French horn principal Peter Solomon from New York. [Photo provided to China Daily] |
"You can go to a very good school and learn how to play an instrument very well but not necessarily have lots of experience," Solomon says.
"Even a very good school orchestra is not as good as a professional orchestra. So to have an opportunity for a young pre-professional to play with a real professional orchestra is a very special thing."
Every year the academy recruits about 10 musicians through auditions. They play with the Shanghai Symphony Orchestra eight to 10 times every semester, when students "learn from the experience of playing in an orchestra, which is the most precious opportunity", says Guo Zhongbao, the orchestra's principal French horn player, who also teaches at the academy.
One of those who has benefited from the academy's training is Daniel Remme, 25, a French horn player from Michigan, who says he had never previously played with a professional orchestra.
"Now I have two ... on my resume," says Remme, who performed with the Guangzhou Symphony Orchestra recently.
For a Shanghai Symphony Orchestra New Year's concert this year Remme played as assistant to Guo.
"There were a couple of moments here and there, when Guo would rest, and hopefully you cannot tell that Guo was not playing and I was playing.
"For those 4-8 bars here and there, all of a sudden I am playing the first horn with the Shanghai Symphony.
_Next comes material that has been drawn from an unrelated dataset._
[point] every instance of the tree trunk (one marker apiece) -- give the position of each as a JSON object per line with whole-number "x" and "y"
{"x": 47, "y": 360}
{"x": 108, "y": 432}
That presents very interesting psychological challenges, but that was fantastic."
In March, musicians of the NDR Elbphilharmonie Orchester in Hamburg taught at the Shanghai academy, and Remme was among the students.
"So many new doors have opened up," Remme said in a media interview. "I am extremely lucky to be in this program, and in such an exciting city, where you can go to a French horn solo concert and there are 300 people, whereas previously I've seen 40 or 50 at a horn concert.
"If I didn't at least try to make some kind of future in this very musical city it would be a waste."
The Shanghai Symphony Orchestra's conductor, Zhang Jiemin, says that in addition to the many foreigners who have played with it over the years, international influence on the orchestra has grown as a result of the number of Chinese musicians with it who have trained abroad.
In a recent audition, almost half the applicants were from abroad, thanks to the international hiring platform MusicChair (www.musicchairs.info), Zhang says, and more and more orchestras in China have begun to recruit musicians internationally, she says, citing as an example the Guiyang Symphony Orchestra with its many foreign instrumentalists.